THE STONE TAPES     THE OWL AND THE DRUID STONE


This (frankly) eerie track can be found on what amounts to a hauntological concept album called AVEBURY, the debut release from The Stone Tapes - Kat Beem (a classically trained pianist, poet and actress) and M. Peach (soundologist, musician and photographer). The concept of the album is pretty much based on that great hauntological touchstone, The Stone Tape, Nigel Kneale’s terrifying TV play after which the group take their name. Broadcast on BBC Two as a Christmas ghost story in 1972 the story explores the theory that the impressions of emotional or traumatic events can be recorded into rock and replayed under certain conditions. Told from the point of view of its producers, AVEBURY unfurls from a chance encounter with an elderly neighbour, one George Albert Wilberforce, who gifted them a box of tapes. Wilberforce “had been a researcher of sound phenomena, and the tapes held recordings that he’d made during the course of his travels” and it transpires that the tapes were made by recording stone using special modified equipment. The sounds he captured are claimed to represent “the vestiges of time itself, or are proof of ghosts”. The album combines these eerie sounds with a gripping drama made up of telephone conversations between Kat from the band and the Vicar of Avebury and the vicar’s wife in which their reminiscences of George Wilberforce and the events that ensue become increasingly creepy. It’s a remarkable piece of work - a collage of storytelling and electronics that actually feels like a sound recording of a lost BBC ghost story. The Owl And The Druid chatters synthetically into life with multiple layers of incantations and muttered chants, a solitary processional drumbeat sounding behind the crescendo of deranged voices and echoed howls. This is either musick to play in the dark because of its disquieting power or to always listen to with the lights on, depending on your dispensation and nerve. The album was originally given a limited release on cassette loaded with high-quality music-grade ferric tape in 2016. Since then it has been made available on CD and you can also download it here. Thoroughly recommended.

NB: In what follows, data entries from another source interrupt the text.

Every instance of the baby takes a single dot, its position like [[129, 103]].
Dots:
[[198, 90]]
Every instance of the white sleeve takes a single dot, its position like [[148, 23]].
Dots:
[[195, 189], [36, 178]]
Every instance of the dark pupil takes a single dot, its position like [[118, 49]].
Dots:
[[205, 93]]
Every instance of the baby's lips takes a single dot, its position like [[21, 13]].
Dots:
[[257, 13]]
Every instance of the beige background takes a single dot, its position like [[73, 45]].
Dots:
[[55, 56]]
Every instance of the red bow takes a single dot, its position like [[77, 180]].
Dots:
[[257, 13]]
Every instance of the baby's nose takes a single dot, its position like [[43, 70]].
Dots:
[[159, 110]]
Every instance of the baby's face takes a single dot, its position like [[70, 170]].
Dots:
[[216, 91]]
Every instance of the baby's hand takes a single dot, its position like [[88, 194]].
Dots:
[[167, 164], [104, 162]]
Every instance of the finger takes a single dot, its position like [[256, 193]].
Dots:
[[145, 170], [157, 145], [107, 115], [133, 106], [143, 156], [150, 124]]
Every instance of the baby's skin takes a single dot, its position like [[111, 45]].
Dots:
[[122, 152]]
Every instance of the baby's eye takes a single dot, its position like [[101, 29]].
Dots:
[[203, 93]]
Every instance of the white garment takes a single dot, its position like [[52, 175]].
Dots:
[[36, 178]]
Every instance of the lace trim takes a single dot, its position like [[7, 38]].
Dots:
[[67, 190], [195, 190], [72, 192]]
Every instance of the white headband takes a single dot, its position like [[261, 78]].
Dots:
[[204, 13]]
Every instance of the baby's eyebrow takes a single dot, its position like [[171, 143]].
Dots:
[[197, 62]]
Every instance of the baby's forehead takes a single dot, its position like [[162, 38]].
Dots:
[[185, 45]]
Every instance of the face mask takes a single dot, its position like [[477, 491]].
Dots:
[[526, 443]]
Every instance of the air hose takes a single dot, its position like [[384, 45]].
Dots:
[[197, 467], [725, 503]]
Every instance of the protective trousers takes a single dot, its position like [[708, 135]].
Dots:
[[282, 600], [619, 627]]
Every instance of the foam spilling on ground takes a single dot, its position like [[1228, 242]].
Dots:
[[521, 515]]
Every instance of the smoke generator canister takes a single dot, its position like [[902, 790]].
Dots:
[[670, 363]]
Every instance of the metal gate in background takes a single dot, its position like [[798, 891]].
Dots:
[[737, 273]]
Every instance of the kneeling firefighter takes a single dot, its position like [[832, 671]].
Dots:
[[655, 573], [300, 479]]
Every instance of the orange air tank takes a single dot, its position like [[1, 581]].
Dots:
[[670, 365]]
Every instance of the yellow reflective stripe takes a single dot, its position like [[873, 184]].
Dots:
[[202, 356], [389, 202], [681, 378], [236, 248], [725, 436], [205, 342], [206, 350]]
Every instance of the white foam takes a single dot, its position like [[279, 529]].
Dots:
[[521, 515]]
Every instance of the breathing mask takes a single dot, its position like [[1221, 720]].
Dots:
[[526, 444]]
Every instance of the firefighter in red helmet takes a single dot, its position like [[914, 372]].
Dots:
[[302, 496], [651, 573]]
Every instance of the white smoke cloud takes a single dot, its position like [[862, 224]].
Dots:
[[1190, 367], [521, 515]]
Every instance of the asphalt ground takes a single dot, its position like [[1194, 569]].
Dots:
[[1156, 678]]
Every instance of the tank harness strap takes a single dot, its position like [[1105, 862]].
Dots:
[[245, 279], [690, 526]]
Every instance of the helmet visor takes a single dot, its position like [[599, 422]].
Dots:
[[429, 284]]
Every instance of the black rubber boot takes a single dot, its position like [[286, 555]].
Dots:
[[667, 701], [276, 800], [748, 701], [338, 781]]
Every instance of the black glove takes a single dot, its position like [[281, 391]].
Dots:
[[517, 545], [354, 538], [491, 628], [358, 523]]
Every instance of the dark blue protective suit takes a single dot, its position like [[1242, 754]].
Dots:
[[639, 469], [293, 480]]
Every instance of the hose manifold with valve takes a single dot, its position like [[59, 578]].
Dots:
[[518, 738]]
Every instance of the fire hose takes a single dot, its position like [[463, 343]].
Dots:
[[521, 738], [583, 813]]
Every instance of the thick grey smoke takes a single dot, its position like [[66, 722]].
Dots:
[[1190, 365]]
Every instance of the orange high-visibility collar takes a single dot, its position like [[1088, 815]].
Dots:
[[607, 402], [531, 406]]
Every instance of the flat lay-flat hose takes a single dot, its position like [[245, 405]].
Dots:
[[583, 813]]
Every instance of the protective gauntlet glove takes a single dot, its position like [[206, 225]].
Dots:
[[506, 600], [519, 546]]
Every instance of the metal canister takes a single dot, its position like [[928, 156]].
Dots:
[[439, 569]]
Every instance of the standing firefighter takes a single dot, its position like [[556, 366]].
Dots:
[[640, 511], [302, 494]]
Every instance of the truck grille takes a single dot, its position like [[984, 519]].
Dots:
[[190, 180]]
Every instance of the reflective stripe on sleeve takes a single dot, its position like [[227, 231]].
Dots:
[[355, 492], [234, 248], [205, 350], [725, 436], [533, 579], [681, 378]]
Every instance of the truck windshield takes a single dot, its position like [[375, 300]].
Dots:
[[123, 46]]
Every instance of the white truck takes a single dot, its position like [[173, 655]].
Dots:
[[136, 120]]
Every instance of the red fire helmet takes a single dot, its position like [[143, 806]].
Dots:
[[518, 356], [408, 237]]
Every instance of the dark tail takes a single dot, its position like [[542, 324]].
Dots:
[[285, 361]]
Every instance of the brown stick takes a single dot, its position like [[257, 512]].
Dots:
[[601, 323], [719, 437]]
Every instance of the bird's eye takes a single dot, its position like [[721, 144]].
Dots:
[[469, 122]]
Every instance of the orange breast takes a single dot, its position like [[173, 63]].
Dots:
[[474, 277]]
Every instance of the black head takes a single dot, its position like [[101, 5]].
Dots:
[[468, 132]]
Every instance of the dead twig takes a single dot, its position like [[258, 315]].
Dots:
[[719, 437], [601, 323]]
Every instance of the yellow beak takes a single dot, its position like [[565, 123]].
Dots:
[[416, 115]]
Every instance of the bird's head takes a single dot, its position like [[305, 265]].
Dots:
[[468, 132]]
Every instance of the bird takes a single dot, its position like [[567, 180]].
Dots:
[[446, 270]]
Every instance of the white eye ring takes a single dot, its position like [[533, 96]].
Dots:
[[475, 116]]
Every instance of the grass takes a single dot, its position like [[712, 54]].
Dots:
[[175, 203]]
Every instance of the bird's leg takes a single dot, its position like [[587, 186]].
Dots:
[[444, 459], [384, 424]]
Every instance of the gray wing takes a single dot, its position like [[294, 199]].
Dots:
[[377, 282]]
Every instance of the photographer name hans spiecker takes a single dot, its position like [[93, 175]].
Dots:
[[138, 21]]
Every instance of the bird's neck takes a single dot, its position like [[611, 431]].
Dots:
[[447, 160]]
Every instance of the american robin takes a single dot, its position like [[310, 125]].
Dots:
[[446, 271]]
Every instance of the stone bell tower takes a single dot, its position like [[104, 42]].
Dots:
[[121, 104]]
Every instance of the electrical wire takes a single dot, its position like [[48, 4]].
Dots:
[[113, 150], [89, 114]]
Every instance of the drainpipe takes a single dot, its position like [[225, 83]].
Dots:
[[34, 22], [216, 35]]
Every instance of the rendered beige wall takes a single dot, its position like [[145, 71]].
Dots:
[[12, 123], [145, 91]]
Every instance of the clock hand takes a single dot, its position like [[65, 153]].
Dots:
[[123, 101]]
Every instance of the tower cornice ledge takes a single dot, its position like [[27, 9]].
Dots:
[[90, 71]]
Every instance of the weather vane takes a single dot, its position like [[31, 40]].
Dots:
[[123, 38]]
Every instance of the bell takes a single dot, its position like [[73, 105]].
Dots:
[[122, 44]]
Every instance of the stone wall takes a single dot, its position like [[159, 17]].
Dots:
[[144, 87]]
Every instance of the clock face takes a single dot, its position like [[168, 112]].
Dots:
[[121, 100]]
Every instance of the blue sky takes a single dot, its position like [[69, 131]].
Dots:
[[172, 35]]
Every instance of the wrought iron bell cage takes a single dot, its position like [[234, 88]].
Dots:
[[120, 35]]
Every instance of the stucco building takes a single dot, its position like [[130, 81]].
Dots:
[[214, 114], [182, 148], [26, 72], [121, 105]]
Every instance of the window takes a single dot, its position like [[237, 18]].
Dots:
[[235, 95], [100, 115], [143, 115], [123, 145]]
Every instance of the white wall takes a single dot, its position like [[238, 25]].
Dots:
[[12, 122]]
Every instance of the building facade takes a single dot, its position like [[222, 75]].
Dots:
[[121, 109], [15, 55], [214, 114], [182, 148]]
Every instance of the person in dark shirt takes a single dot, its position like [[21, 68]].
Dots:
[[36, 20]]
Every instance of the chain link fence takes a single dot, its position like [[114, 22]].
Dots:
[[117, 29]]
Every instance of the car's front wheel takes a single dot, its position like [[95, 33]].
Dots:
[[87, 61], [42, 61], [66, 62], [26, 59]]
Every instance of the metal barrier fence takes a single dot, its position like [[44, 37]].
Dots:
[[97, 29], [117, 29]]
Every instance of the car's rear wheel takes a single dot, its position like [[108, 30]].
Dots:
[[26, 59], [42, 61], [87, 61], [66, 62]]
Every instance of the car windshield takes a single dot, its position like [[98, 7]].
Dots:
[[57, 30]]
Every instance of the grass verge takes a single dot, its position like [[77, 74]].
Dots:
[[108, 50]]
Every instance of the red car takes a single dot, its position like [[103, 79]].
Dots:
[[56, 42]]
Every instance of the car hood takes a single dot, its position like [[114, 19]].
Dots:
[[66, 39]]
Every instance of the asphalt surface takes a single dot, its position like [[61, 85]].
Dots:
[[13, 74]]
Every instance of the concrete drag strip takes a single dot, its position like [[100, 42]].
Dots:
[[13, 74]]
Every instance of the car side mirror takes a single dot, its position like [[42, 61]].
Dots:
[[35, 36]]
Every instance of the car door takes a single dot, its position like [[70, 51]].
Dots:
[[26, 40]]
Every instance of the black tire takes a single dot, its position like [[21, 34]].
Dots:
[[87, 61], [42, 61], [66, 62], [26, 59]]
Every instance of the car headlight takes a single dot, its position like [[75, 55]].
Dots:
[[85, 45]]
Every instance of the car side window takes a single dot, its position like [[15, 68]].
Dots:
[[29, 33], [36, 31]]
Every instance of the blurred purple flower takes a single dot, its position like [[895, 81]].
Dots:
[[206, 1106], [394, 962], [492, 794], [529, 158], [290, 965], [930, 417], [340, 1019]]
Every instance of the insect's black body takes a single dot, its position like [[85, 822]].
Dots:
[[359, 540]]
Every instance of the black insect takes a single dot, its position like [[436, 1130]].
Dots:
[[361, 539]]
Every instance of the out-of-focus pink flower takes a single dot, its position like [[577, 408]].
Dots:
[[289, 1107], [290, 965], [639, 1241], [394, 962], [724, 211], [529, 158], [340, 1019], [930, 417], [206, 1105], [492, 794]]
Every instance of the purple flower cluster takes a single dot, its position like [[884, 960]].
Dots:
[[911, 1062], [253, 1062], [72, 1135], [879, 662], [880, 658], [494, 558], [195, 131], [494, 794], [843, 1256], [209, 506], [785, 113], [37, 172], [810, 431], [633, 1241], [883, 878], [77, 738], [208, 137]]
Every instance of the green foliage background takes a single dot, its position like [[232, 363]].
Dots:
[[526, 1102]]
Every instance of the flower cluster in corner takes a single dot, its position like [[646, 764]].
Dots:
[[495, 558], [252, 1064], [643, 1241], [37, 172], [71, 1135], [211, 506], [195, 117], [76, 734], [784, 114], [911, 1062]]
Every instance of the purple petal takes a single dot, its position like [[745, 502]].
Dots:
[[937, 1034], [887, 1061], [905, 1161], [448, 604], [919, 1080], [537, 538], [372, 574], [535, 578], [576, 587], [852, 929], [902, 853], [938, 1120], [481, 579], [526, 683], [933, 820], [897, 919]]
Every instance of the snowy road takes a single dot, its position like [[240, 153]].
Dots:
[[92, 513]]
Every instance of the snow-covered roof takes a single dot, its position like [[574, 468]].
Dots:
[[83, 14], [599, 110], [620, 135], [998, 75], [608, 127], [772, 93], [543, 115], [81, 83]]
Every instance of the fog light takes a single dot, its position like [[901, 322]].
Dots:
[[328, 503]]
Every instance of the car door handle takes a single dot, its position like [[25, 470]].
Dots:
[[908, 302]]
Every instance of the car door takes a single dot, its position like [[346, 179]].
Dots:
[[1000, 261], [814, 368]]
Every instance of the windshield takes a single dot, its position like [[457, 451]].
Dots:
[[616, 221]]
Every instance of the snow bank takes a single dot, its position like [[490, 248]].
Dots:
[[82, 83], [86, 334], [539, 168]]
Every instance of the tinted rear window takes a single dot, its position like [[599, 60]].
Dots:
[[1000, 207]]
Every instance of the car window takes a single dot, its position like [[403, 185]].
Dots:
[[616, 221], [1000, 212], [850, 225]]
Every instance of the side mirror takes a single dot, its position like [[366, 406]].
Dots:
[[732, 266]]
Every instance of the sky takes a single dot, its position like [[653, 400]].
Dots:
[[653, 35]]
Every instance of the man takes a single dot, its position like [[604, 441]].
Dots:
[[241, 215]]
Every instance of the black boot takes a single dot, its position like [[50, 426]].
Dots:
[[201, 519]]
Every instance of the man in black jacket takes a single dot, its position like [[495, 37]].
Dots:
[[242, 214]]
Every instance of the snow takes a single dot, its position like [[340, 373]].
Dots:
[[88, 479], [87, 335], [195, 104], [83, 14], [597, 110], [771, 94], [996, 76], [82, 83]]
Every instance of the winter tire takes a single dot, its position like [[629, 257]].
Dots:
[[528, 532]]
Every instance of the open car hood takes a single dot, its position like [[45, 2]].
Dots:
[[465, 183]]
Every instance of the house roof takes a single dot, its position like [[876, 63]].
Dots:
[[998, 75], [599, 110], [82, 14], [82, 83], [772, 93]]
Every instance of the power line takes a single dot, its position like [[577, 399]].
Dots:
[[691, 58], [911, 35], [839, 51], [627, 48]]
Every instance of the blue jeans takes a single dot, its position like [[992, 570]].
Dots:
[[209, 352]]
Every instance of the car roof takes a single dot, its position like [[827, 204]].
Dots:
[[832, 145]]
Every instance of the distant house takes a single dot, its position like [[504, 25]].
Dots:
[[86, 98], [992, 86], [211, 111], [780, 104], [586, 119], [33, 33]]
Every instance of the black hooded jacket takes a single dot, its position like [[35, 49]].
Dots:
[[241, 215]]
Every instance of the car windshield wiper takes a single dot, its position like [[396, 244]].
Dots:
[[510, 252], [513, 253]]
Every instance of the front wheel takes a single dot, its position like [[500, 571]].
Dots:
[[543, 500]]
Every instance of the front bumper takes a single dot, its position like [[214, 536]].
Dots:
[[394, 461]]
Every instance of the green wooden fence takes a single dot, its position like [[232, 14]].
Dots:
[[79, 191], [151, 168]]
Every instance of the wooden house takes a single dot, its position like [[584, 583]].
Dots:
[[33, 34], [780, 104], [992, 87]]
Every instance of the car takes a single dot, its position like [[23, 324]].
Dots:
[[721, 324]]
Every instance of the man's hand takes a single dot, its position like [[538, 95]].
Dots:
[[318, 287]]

ANNELIES MONSERÉ     TRACES


For her third album, DEBRIS, released in 2016, Belgian composer Annelies Monseré has produced a piece of work seeped in ethereal vocals combined with doom and drone-infused ambient folk textures that illuminate the subtle beauty that exists in the darkness. Think Nico with a glockenspiel and you won’t go far wrong.

SCARY SOUND EFFECTS     JULIE’S NIGHTMARE


Pretty much does what it says on the label – I found this track on an album called SON OF SCARY SOUND EFFECTS, released in 1995. Don’t be put off by the cover (although there does seem to be some focus on pirates) – this is a fairly definitive set of spooky Halloween sounds for your enjoyment.

SONFEED     JESUS IS MY FRIEND



There’s naught more scary than a Christian in full swing, and this track has to be seen to be believed.